A ce stade, aucune identité n'a été rendue publique. Mercredi, des familles étaient encore "en attente de connaître la réelle identité" des personnes tuées dans les flammes, a souligné la vice-procureure Nathalie Kielwasser. Les corps des victimes devaient être passés au scanner, avec des résultats attendus sous 48heures "ou lundi au plus tard".

Certains proches ont déjà eu confirmation de la perte d'un des leurs. "Il avait 33 ans et il avait une légère déficience mentale. Je suis effondrée", témoigne ainsi dans Le Parisien Sarah, sœur de l'une des victimes. Ce travailleur handicapé, qui "n'avait ni femme ni enfant", exerçait dans un établissement d'aide et de service par le travail (Esat) à Saint-Max, dans la banlieue de Nancy (Meurthe-et-Moselle), et vivait dans le foyer qui y était rattaché, baptisé L'Eau vive.

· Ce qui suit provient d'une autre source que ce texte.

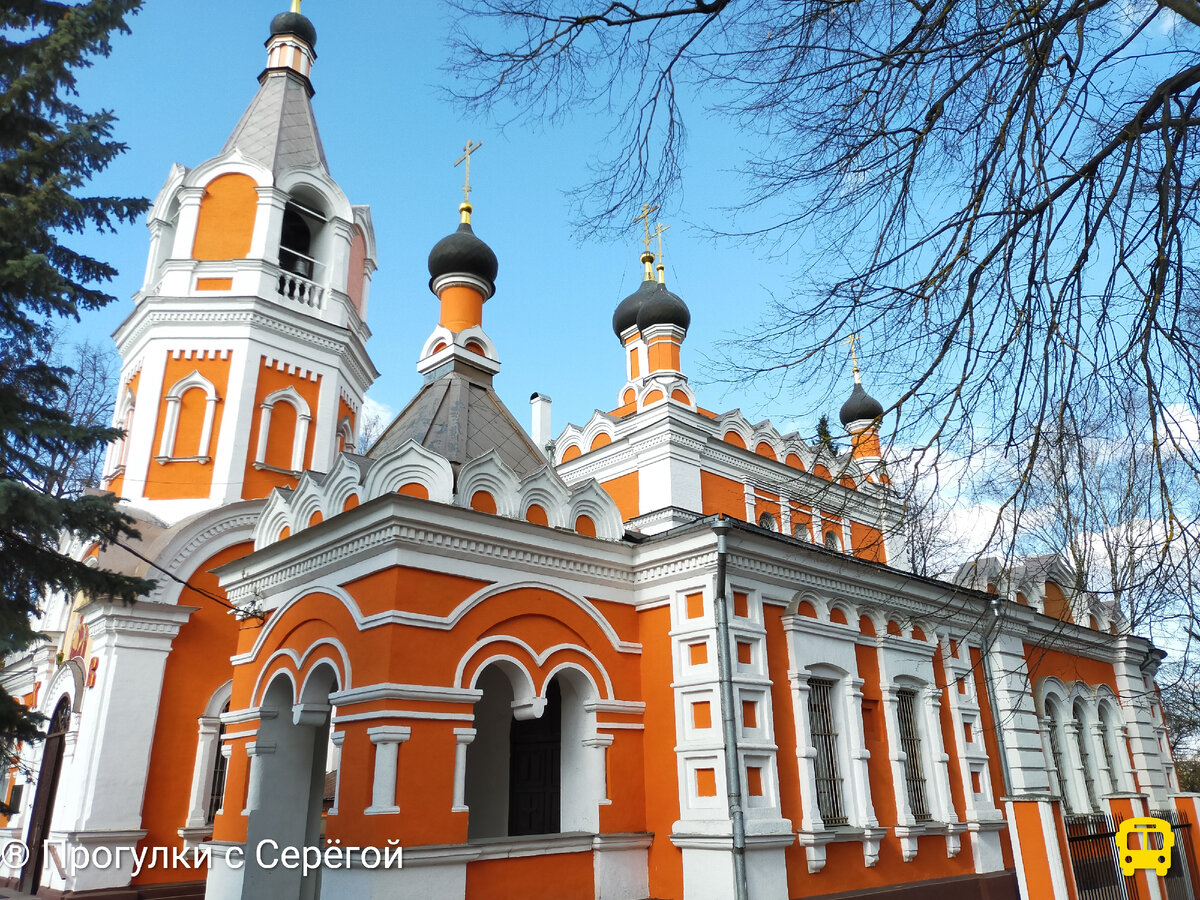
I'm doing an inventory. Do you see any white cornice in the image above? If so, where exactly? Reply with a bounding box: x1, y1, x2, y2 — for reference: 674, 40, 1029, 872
217, 493, 632, 602
113, 296, 379, 391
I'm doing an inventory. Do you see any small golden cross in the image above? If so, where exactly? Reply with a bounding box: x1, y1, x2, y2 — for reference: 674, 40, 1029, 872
842, 331, 863, 384
454, 140, 484, 203
634, 203, 659, 253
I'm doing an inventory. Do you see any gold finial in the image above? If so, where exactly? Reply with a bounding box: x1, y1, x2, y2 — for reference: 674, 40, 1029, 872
654, 222, 671, 284
454, 139, 484, 224
634, 203, 659, 253
842, 331, 863, 384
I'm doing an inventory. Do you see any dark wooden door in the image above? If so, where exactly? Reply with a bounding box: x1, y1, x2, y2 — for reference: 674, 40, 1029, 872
509, 682, 563, 836
20, 697, 71, 894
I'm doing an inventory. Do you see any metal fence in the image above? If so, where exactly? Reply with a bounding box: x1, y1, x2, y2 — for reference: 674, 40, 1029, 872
1150, 809, 1195, 900
1066, 815, 1141, 900
1066, 809, 1196, 900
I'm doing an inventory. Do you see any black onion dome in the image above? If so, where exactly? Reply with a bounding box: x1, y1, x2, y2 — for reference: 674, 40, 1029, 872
838, 383, 883, 425
637, 283, 691, 331
271, 12, 317, 49
430, 222, 500, 288
612, 278, 659, 337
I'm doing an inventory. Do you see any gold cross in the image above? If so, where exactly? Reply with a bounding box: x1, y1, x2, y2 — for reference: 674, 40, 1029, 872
842, 331, 863, 384
634, 203, 659, 256
454, 140, 484, 203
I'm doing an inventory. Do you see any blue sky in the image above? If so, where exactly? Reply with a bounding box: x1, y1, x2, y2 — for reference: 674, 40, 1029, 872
60, 0, 850, 444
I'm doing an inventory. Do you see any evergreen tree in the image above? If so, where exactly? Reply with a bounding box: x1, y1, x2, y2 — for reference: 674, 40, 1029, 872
0, 0, 150, 749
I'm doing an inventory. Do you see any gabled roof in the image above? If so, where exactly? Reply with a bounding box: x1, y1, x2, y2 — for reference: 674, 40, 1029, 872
367, 371, 547, 478
222, 68, 329, 175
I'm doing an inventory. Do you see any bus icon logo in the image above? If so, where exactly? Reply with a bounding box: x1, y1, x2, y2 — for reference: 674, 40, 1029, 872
1116, 816, 1175, 878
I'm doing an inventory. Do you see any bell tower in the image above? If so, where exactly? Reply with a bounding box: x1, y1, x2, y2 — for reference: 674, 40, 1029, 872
104, 7, 378, 522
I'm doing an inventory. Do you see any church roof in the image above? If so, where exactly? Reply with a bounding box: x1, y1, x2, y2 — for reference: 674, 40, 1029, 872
222, 68, 329, 175
367, 371, 546, 478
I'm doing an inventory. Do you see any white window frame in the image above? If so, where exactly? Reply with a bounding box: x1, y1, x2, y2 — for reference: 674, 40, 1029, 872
1093, 697, 1132, 796
875, 643, 966, 863
155, 370, 221, 463
784, 605, 887, 874
179, 682, 233, 841
254, 385, 312, 473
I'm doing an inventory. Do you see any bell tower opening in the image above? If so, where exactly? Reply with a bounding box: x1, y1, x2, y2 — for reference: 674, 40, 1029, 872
280, 203, 317, 281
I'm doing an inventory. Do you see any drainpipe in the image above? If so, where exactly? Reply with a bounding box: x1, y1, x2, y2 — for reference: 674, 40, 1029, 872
713, 516, 750, 900
979, 598, 1013, 797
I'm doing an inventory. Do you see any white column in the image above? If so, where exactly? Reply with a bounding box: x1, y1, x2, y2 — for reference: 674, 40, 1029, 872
450, 728, 479, 812
364, 725, 413, 816
241, 740, 275, 816
184, 715, 221, 828
60, 601, 197, 830
170, 186, 204, 259
329, 731, 346, 816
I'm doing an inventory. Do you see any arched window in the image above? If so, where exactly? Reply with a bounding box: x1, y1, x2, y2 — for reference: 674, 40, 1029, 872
280, 203, 316, 281
204, 700, 229, 824
465, 664, 607, 839
1045, 701, 1074, 815
182, 682, 233, 840
156, 370, 220, 462
254, 386, 312, 472
46, 696, 71, 737
1072, 703, 1100, 810
1099, 703, 1124, 792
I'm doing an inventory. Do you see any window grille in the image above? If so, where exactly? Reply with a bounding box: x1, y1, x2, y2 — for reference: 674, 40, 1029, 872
204, 703, 229, 824
809, 678, 850, 827
1046, 708, 1074, 815
896, 690, 932, 822
1075, 707, 1100, 810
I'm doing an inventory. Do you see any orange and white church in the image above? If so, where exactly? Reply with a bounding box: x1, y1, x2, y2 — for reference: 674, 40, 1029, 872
0, 12, 1200, 900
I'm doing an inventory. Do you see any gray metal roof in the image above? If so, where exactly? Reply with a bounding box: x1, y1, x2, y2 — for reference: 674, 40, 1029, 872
222, 68, 329, 175
367, 372, 546, 478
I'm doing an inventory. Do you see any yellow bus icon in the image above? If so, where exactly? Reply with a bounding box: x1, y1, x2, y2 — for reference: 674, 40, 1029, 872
1116, 816, 1175, 878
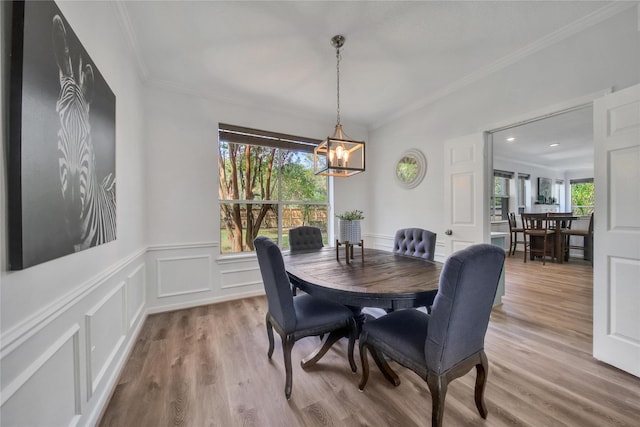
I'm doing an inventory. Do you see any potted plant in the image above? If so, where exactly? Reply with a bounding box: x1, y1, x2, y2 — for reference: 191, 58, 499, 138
336, 209, 364, 243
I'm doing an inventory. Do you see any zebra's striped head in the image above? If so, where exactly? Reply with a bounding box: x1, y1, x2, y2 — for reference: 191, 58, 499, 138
52, 15, 95, 240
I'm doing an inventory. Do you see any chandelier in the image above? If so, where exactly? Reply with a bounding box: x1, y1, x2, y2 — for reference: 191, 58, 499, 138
313, 35, 364, 177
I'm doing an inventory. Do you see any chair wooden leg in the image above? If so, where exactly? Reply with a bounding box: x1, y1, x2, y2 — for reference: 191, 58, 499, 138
300, 329, 345, 369
282, 335, 295, 400
369, 347, 400, 387
265, 313, 274, 359
347, 318, 358, 374
475, 351, 489, 418
427, 375, 448, 427
358, 340, 369, 391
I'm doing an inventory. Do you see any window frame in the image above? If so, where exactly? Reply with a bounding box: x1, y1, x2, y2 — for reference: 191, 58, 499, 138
569, 178, 595, 216
489, 169, 514, 222
217, 123, 333, 257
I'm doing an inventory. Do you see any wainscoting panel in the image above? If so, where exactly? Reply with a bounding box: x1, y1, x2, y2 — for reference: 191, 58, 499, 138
147, 242, 264, 313
221, 262, 262, 289
2, 325, 81, 426
156, 255, 211, 298
0, 248, 147, 426
85, 282, 128, 399
126, 264, 147, 327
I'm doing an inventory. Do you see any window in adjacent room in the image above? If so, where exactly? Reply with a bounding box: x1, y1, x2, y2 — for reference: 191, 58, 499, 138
569, 178, 594, 216
517, 173, 531, 215
490, 170, 513, 221
218, 123, 329, 254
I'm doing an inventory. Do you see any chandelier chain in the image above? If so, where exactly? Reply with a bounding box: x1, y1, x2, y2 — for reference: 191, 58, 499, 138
336, 48, 341, 124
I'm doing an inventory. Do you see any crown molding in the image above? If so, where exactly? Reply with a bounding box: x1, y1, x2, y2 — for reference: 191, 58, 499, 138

Trois autres victimes étaient hébergées dans cette même structure gérée par l'association AEIM-Adapei 54, selon France 3 Grand Est. Dotées d'une "autonomie relative" nécessitant un encadrement par un tiers, toutes les quatre étaient sous tutelle et avaient "entre 20 et 50 ans", précise le président de l'association, Denis Renaud. Elles se prénommaient Jennyfer, Claude, Jérôme et Jimmy, selon l'AFP.

Les sept autres victimes étaient originaires de Moselle, rapporte France Bleu. Quatre dépendaient du foyer Robert Gautier à Amnéville, une autre du foyer Marie-Louise Laurichesse à Pierrevillers et une sixième, de l'établissement public social et médico-social du Saulnois, à Albestroff. La dernière vivait au sein du foyer Antoine Moulinier de Rombas.